What does it even mean, cyberpunk?"
It's a strange question coming from Magdalena Tomkowicz, the narrative designer of Ruiner, a top-down action game that takes place in an anime-inspired, cyberpunk world. It just landed on Steam, PlayStation 4 and Xbox One this week from Polish studio Reikon Games, but fans of gritty sci-fi shooters have been looking forward to this one for months.

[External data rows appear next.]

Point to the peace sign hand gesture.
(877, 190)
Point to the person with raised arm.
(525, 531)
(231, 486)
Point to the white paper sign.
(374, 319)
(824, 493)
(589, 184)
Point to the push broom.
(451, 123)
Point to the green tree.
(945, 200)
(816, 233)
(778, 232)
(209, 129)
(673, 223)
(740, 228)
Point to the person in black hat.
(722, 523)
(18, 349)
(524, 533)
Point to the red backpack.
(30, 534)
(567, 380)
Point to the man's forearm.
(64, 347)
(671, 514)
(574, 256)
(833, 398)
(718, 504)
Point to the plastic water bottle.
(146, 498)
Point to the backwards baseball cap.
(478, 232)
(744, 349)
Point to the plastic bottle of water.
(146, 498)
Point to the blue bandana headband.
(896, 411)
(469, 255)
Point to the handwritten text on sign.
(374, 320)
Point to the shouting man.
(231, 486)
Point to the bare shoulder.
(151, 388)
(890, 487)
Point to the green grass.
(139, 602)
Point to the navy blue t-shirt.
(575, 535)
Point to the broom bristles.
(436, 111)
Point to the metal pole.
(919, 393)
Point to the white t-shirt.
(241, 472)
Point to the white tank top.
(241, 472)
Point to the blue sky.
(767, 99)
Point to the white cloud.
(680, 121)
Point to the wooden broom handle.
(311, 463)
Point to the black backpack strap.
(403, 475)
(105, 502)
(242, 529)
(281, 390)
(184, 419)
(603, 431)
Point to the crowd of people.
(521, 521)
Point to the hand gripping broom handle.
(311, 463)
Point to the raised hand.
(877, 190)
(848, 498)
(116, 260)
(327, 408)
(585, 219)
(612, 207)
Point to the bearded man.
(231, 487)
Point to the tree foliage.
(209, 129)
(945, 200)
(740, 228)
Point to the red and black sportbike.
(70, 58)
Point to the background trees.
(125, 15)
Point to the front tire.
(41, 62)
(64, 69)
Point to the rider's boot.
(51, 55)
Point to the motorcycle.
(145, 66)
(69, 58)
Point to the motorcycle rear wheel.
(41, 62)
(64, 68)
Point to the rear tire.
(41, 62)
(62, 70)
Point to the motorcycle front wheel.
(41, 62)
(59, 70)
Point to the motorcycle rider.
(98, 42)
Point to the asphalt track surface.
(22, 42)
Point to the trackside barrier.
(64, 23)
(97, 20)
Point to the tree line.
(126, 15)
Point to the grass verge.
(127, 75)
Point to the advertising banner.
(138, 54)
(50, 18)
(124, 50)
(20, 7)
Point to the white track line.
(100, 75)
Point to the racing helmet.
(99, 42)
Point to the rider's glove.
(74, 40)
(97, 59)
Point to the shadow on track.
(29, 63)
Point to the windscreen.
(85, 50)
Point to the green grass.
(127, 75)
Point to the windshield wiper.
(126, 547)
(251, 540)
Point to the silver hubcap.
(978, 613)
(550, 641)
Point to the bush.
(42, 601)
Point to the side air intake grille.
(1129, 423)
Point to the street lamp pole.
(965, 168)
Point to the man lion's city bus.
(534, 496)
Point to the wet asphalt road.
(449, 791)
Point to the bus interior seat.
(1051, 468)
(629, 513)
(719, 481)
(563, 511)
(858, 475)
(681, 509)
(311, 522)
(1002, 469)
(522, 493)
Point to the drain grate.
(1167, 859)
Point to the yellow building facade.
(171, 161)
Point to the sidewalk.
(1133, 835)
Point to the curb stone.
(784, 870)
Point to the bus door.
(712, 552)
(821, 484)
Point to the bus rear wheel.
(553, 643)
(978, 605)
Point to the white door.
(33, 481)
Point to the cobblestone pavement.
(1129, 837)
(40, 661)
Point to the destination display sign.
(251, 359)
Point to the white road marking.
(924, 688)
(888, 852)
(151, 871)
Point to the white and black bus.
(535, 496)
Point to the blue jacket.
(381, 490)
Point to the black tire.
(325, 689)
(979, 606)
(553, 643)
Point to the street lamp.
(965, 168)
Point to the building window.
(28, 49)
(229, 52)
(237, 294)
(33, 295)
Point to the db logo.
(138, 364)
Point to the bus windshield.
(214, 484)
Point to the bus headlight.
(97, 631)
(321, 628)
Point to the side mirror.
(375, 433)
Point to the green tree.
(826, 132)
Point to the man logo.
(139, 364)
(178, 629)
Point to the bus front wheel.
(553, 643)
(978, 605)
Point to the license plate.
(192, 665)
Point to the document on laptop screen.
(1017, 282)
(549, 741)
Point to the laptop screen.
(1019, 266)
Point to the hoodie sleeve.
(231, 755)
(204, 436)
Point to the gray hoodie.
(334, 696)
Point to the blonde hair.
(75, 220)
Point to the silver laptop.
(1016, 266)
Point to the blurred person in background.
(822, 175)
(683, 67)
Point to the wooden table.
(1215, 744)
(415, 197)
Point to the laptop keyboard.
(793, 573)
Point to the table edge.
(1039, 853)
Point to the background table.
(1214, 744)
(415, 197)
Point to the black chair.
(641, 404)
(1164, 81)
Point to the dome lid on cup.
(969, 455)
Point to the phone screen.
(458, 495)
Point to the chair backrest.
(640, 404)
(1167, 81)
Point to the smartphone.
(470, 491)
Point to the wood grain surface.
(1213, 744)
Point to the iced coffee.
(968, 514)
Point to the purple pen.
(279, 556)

The thing is, Tomkowicz and creative director Benedykt Szneider never intended to create a cyberpunk game. They're simply products of the 1980s, pulling inspiration from their favorite childhood stories -- Alien, Die Hard, Ghost in the Shell -- to create something of their own. Tomkowicz is also a former journalist covering emerging technology and consumer trends, and her professional curiosity informed Ruiner's aesthetic far more than any desire to re-create the world of, say, Blade Runner.
Besides, the traditional Blade Runner version of cyberpunk -- dense, dark city streets coated in smog and grime, eerily illuminated by walls of neon -- is out of touch with today's reality, according to Szneider and Tomkowicz. This aesthetic made sense in the '80s, but sci-fi is all about extrapolating on current technological and social trends, not clinging to 35-year-old ideas about the future. Blade Runner completely missed the advent of cell phones, after all.
"It's like it's actually a retro-futuristic genre and something that is locked in its bubble," Tomkowicz says.